Mental Disability - The two year limitation period does not begin to run against a person who is mentally disabled until the disability is lifted. This scenario could happen where traumatic brain injury has occurred, or where a plaintiff was rendered unconscious due to surgery or coma. In other instances, individuals with permanent intellectual disabilities may have an indefinite period in which to file a medical malpractice claim.

  • Example: On January 1, 2020, vehicle 1 negligently crashes his vehicle into a vehicle driven by George Smith. Smith's adult son, David, was riding as a passenger and was injured. David has had severe intellectual disabilities since birth. David's statute of limitations will expire two years after his death, regardless of how many years pass.
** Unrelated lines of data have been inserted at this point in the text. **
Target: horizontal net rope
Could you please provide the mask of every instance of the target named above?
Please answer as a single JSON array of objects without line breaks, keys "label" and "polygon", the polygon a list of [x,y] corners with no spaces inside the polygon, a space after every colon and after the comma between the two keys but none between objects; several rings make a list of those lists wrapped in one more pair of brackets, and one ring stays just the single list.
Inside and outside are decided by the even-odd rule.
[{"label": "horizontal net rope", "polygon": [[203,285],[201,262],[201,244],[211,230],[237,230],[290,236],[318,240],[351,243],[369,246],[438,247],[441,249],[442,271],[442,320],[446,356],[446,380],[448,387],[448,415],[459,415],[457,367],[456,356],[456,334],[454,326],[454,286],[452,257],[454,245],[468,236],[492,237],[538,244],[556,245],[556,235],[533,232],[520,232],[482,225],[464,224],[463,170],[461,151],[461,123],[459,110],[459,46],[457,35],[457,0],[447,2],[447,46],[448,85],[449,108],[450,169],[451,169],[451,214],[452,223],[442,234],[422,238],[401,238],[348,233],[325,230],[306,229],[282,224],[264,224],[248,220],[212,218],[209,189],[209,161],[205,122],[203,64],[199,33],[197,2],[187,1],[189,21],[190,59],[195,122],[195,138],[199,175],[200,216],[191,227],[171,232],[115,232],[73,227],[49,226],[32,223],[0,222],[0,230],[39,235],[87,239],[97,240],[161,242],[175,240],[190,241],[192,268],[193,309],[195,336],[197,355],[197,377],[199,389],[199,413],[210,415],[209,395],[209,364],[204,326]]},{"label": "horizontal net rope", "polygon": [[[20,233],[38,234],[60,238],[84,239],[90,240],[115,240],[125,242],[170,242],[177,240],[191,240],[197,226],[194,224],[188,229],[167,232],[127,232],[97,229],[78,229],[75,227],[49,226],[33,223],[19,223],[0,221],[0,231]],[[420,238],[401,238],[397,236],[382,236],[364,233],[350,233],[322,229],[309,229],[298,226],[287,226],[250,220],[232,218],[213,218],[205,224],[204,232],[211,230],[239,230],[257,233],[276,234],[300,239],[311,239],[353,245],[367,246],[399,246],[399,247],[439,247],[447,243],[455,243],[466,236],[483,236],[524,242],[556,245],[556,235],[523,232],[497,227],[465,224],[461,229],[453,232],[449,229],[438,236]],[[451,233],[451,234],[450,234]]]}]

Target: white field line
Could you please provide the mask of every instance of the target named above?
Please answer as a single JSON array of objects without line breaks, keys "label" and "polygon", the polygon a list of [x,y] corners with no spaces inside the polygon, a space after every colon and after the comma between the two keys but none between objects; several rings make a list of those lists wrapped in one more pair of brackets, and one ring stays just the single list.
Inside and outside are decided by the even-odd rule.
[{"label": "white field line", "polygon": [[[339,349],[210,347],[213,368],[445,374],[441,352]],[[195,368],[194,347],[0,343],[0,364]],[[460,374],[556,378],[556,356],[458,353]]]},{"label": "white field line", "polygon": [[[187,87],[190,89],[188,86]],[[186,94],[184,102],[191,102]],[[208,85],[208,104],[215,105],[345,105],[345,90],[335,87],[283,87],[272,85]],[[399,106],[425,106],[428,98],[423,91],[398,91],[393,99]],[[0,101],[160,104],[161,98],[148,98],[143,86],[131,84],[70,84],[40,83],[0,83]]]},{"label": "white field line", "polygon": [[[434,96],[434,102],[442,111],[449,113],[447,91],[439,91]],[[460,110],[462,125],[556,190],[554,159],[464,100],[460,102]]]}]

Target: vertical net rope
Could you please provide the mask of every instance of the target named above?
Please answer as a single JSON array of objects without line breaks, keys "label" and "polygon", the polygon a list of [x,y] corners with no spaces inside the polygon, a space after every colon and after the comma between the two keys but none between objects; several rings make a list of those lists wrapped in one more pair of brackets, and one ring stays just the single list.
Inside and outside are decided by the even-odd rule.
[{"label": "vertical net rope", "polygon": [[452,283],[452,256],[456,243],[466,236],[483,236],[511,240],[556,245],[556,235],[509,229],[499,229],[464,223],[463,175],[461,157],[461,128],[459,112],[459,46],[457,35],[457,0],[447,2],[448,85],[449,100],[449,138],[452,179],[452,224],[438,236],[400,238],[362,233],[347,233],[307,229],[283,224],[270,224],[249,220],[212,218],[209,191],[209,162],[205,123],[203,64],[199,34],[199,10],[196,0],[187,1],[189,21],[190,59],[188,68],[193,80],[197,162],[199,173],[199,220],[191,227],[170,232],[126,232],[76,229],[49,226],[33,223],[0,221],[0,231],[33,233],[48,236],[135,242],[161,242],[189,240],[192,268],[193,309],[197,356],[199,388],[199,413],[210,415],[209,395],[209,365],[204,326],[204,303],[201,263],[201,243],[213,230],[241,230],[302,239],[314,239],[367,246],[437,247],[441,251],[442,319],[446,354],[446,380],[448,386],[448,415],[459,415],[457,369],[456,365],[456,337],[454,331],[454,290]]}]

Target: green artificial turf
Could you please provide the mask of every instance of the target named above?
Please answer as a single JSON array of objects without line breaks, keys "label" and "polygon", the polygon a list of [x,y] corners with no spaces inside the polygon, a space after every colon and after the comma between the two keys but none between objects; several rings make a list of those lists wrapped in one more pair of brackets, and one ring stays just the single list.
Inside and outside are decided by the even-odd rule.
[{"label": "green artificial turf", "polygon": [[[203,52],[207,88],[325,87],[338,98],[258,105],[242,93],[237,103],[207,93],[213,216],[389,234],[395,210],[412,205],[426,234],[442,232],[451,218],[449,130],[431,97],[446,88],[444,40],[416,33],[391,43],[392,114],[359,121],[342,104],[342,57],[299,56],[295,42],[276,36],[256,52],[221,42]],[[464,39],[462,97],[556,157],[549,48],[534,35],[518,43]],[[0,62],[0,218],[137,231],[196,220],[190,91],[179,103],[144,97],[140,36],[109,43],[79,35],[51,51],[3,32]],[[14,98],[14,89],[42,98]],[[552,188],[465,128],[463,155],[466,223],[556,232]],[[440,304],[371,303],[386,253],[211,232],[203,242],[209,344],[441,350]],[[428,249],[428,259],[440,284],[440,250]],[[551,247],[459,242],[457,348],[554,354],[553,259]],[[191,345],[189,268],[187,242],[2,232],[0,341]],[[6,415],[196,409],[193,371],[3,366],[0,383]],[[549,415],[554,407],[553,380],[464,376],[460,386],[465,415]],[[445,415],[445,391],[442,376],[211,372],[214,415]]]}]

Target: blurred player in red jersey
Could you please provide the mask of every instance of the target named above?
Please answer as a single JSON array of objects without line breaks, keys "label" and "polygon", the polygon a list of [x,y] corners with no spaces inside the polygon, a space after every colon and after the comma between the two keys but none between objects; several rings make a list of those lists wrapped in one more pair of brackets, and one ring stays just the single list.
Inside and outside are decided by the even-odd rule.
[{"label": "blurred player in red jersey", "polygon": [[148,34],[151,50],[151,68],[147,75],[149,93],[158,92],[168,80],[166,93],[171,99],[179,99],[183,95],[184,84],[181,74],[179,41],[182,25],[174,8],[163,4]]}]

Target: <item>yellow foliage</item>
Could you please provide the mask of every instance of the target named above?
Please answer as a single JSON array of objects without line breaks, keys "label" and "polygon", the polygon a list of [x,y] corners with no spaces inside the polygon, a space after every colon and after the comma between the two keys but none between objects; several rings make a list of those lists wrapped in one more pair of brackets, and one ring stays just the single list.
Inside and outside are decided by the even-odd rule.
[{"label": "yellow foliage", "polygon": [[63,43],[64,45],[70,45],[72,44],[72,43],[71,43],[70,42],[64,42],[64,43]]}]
Wrongful Death - When damages are sought for an auto accident that caused the death of another, the personal representative of the deceased party has one year to file a wrongful death lawsuit after being appointed to serve by the probate court. If no representative has been appointed within one year of death, the limitation period automatically begins to run, and the personal representative one year from the anniversary date to file the lawsuit.

  • Example: On January 1, 2022, vehicle 1 negligently crashes his vehicle into a vehicle driven by John Doe. Doe dies as a result of injuries sustained in the accident. Doe's family opens an estate on July 1, 2022. Doe's estate has until July 1, 2023 to file a lawsuit against the driver of vehicle 1.

Loss of Consortium - Critically, the two year statute of limitation does not apply to some other claims that may be associated with the auto accident. For example, a spouse, parent, or minor child seeking damages for loss of consortium arising out of the same event must file suit within one year of the accident.

  • Example: On January 1, 2022, vehicle 1 negligently crashes his vehicle into a vehicle driven by John Doe. Doe dies as a result of injuries sustained in the accident. Doe's wife has until January 1, 2023 to file a lawsuit against the driver of vehicle 1 for her loss of consortium. *Note: this cutoff date will occur before the Estate's cutoff date.
  • Example 2: On January 1, 2022, vehicle 1 negligently crashes his vehicle into a vehicle driven by John Doe. Doe dies as a result of injuries sustained in the accident. Doe's 5 year old son has until his 19th birthday to file a lawsuit for his loss of parental consortium.

Application of Kentucky's auto accident statute of limitations to your case.

You should take limited comfort in any statute of limitation exception that might apply to your case. Each case is unique and courts will carefully consider the particular facts of your case before granting an exception. Remember, the general rule is two years. A plaintiff who files a lawsuit after the two year anniversary of either the accident or last PIP payment should expect a battle on the issue of whether the case should be allowed to proceed.